On commence avec l’avertissement d’usage : l’article qui suit contient du divulgâchage concernant la première saison de Westworld. Si vous n’êtes pas à jour sur la série SF d’HBO showrunné par Jonathan Nolan et Lisa Joy (que faites-vous là ?), on vous conseille de rattraper votre retard avant de poursuivre la lecture.
Is this… Now ?
Avec du recul, quelle est la véritable surprise de la première saison de Westworld ? La mort de personnages que l’on pensait partie pour avoir une présence récurrente sur plusieurs saisons ? Non, Games of Thrones nous a habitués à cette pirouette narrative dès sa saison 1. Le fait qu’après des années d’oppressions, les androïdes se soulèvent contre les humains, une fois qu’ils ont accès à leur libre arbitre ? Honnêtement, même si les scénaristes ont su l’amener avec talent, ce postulat était, à défaut d’être prévisible, plutôt convenu.

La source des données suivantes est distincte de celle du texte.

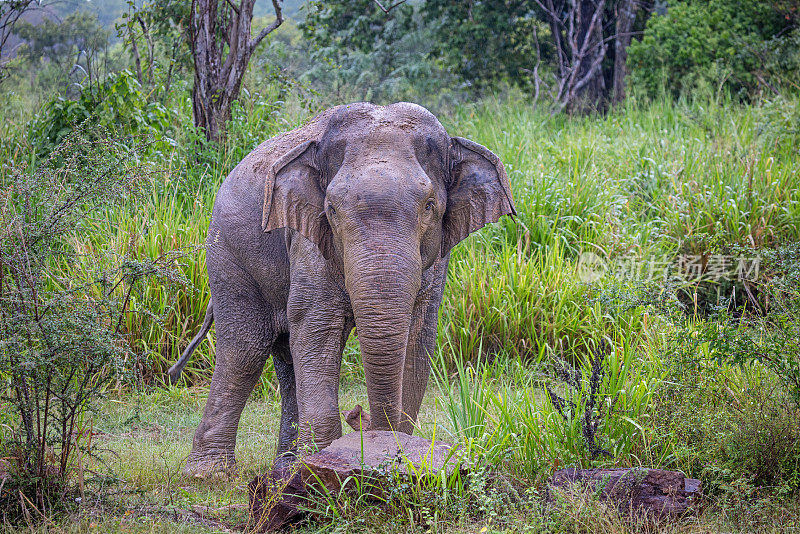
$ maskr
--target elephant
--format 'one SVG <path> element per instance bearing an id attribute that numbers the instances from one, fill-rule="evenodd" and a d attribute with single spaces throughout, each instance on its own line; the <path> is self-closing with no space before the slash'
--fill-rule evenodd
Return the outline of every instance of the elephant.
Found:
<path id="1" fill-rule="evenodd" d="M 239 419 L 272 355 L 274 468 L 342 435 L 340 365 L 359 339 L 370 430 L 411 434 L 430 372 L 450 250 L 516 214 L 500 159 L 427 109 L 337 106 L 248 154 L 222 183 L 206 240 L 216 365 L 185 472 L 235 466 Z M 298 452 L 300 451 L 300 452 Z"/>

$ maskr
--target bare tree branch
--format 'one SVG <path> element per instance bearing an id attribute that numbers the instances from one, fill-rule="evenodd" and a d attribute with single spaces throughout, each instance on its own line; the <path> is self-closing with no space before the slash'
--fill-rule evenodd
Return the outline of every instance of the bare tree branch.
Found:
<path id="1" fill-rule="evenodd" d="M 601 72 L 608 50 L 603 38 L 606 0 L 534 1 L 544 12 L 553 34 L 558 65 L 556 100 L 559 102 L 555 111 L 572 106 L 582 92 L 592 92 L 590 99 L 596 100 L 597 88 L 589 89 L 589 85 L 594 83 L 601 91 L 605 85 Z"/>
<path id="2" fill-rule="evenodd" d="M 393 5 L 389 6 L 388 8 L 386 8 L 386 7 L 383 7 L 383 4 L 381 4 L 378 0 L 372 0 L 372 1 L 375 2 L 378 5 L 379 8 L 381 8 L 381 11 L 383 11 L 384 13 L 387 13 L 387 14 L 389 13 L 389 11 L 393 10 L 397 6 L 406 3 L 406 0 L 400 0 L 396 4 L 393 4 Z"/>
<path id="3" fill-rule="evenodd" d="M 142 35 L 144 36 L 145 40 L 147 41 L 147 83 L 153 83 L 153 66 L 155 64 L 155 47 L 153 45 L 153 36 L 150 35 L 150 28 L 147 26 L 147 23 L 144 21 L 142 17 L 139 15 L 136 16 L 136 20 L 139 23 L 139 26 L 142 28 Z M 139 68 L 139 76 L 141 77 L 141 67 Z M 141 80 L 139 81 L 141 83 Z"/>
<path id="4" fill-rule="evenodd" d="M 241 15 L 241 13 L 240 13 L 240 11 L 239 11 L 239 8 L 238 8 L 238 7 L 236 7 L 236 4 L 234 4 L 233 2 L 231 2 L 231 0 L 225 0 L 225 2 L 227 2 L 227 3 L 228 3 L 228 5 L 229 5 L 229 6 L 231 6 L 231 9 L 233 9 L 233 11 L 236 13 L 236 16 L 237 16 L 237 17 Z"/>
<path id="5" fill-rule="evenodd" d="M 575 92 L 578 92 L 581 89 L 583 89 L 583 87 L 587 83 L 589 83 L 589 81 L 591 81 L 594 75 L 597 74 L 597 72 L 600 70 L 600 65 L 603 63 L 603 59 L 605 59 L 606 57 L 606 47 L 603 46 L 602 48 L 603 50 L 601 51 L 601 53 L 597 54 L 597 57 L 592 62 L 591 66 L 589 67 L 589 70 L 586 72 L 586 75 L 575 83 L 575 86 L 573 88 Z"/>
<path id="6" fill-rule="evenodd" d="M 260 43 L 264 37 L 277 30 L 278 26 L 283 24 L 283 13 L 281 12 L 281 6 L 278 3 L 278 0 L 272 0 L 272 7 L 275 8 L 275 20 L 272 22 L 272 24 L 261 30 L 261 33 L 259 33 L 255 39 L 250 41 L 251 50 L 255 50 L 255 48 L 258 46 L 258 43 Z"/>

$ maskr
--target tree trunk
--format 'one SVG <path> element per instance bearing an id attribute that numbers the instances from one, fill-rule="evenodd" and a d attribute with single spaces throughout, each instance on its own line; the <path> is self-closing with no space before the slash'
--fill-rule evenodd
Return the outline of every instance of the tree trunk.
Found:
<path id="1" fill-rule="evenodd" d="M 614 104 L 625 100 L 625 76 L 628 74 L 628 46 L 631 44 L 633 22 L 636 20 L 636 0 L 620 0 L 617 7 L 617 34 L 614 43 Z"/>
<path id="2" fill-rule="evenodd" d="M 567 110 L 590 111 L 602 106 L 606 84 L 603 78 L 602 60 L 606 46 L 603 43 L 604 1 L 578 0 L 575 6 L 577 43 L 574 68 L 577 75 L 571 84 L 571 95 Z"/>
<path id="3" fill-rule="evenodd" d="M 239 97 L 247 64 L 256 46 L 283 22 L 279 0 L 272 0 L 275 21 L 250 35 L 255 0 L 193 0 L 190 46 L 194 57 L 194 125 L 209 141 L 219 141 Z"/>
<path id="4" fill-rule="evenodd" d="M 210 76 L 204 78 L 195 69 L 192 89 L 194 125 L 205 132 L 209 141 L 222 140 L 225 124 L 231 118 L 231 106 L 239 96 L 243 77 L 244 73 L 239 76 L 239 83 L 229 92 L 226 87 L 221 87 L 221 83 L 210 83 Z"/>

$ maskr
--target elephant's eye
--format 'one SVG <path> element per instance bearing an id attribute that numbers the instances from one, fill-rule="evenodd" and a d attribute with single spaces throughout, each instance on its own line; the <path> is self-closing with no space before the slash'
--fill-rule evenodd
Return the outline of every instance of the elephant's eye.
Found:
<path id="1" fill-rule="evenodd" d="M 328 213 L 331 215 L 336 215 L 336 209 L 333 207 L 332 204 L 328 204 Z"/>
<path id="2" fill-rule="evenodd" d="M 433 205 L 434 205 L 433 199 L 432 198 L 428 199 L 428 203 L 425 204 L 425 211 L 431 211 L 433 209 Z"/>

Le tour de force de cette saison est d’avoir brouillé les pistes jusqu’à la fin sur l’existence de plusieurs timelines. Tour à tour, le spectateur était confus quant à la narration et au déroulé de la trame principale, et persuadé d’avoir percé le secret du show au fur et à mesure qu’il dénichait les rares indices laissés par les scénaristes.
Le secret étant désormais éventé, on était donc sceptique quant à l’assurance de retrouver ce qui faisait le sel de cette première aventure au sein du parc de Delos dans la saison 2. D’autant que l’intrigue affiche clairement la présence d’une temporalité multiple, et ce dès le premier épisode. Pourtant, en resserrant la durée qui sépare les timelines à une quinzaine de jours au lieu de plusieurs dizaines d’années, les scénaristes sont parvenus une nouvelle fois à entretenir un flou narratif, qui jusqu’à l’épisode d’hier soir reste inextricable.

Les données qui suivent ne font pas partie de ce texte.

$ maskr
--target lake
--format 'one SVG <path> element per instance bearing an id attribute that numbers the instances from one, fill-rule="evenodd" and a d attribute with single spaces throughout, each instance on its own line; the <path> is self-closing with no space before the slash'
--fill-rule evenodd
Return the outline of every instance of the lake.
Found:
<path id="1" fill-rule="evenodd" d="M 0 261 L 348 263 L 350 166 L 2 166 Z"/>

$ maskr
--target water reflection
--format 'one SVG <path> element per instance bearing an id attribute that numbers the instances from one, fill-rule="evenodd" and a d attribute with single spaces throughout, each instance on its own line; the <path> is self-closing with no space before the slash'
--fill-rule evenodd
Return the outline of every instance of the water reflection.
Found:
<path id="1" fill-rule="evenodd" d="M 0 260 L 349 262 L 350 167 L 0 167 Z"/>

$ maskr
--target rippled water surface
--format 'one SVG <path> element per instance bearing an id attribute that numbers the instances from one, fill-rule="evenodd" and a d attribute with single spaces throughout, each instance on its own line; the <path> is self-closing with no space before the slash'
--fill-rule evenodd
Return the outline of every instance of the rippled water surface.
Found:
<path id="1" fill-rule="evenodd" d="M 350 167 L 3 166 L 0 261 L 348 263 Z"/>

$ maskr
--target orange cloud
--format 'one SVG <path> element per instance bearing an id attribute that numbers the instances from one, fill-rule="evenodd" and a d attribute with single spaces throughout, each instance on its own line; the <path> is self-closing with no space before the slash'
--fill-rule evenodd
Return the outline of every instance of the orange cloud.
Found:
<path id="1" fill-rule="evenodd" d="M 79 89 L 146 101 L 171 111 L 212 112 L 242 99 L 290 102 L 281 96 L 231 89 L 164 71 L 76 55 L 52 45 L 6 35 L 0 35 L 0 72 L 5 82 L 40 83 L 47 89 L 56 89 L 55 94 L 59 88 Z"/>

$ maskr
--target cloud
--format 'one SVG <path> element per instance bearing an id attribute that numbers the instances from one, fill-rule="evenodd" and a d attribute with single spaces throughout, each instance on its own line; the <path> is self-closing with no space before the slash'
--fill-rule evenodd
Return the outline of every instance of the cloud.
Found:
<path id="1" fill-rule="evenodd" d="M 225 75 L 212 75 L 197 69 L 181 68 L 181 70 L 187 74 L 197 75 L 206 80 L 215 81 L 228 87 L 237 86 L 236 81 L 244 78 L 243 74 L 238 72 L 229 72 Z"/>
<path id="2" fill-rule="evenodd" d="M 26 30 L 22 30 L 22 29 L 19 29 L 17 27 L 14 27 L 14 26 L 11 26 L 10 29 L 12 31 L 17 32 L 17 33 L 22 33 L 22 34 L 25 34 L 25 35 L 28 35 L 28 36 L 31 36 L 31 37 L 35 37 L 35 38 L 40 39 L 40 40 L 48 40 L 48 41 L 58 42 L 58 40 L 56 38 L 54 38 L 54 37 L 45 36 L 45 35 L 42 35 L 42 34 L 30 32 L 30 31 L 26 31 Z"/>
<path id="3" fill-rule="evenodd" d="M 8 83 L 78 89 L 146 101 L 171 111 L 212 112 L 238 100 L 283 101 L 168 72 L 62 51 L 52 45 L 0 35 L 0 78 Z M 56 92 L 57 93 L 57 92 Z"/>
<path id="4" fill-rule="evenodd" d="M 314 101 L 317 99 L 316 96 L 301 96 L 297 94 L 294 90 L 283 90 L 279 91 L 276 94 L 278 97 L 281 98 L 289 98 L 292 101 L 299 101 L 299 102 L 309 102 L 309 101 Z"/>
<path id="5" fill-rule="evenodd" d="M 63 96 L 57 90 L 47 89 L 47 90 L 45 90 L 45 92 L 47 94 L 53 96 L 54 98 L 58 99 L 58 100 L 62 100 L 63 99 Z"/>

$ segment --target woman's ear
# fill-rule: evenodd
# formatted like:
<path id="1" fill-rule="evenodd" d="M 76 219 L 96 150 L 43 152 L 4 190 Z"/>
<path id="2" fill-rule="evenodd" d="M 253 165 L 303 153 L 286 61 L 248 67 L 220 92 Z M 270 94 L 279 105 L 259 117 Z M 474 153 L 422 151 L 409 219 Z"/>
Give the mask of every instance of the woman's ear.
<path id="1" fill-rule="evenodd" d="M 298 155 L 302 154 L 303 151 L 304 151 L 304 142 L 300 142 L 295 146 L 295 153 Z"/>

Il était une fois la révolution
Autre travers qu’a su écarter cette saison 2 de Westworld, le manichéisme. À l’issue de l’épisode 10 de la précédente saison, la table du pouvoir a tourné. Les proies sont devenues les prédateurs, et pourtant on n’assiste jamais aux méchants robots contre les gentils humains ou inversement. Dans la révolution et l’émancipation, sanglantes, des machines sur l’Homme, de nouvelles alliances contre nature se font, d’anciennes amitiés se brisent, toujours dans le but de faire avancer le récit, et de sortir le spectateur de sa zone de confort.
On vous dirait bien que l’ambiance est plus sombre, mais en toute honnêteté, on arrive d’une saison 1 où les visiteurs tuent et violent des machines à tour de bras pour assouvir leurs vices cachés. La seule différence, c’est que désormais, des humains aussi meurent.
On évite surtout l’une de ces sempiternelles saisons où l’on fait monter l’ombre de la guerre durant une dizaine d’épisodes avant de conclure sur “Ah, mais vous vouliez voir des combats ? Il faudra attendre la prochaine saison” (Oui Game of Thrones, c’est à toi que l’on pense). L’affrontement entre les machines et les humains court dès et le premier épisode et s’achève intelligemment avec le dernier.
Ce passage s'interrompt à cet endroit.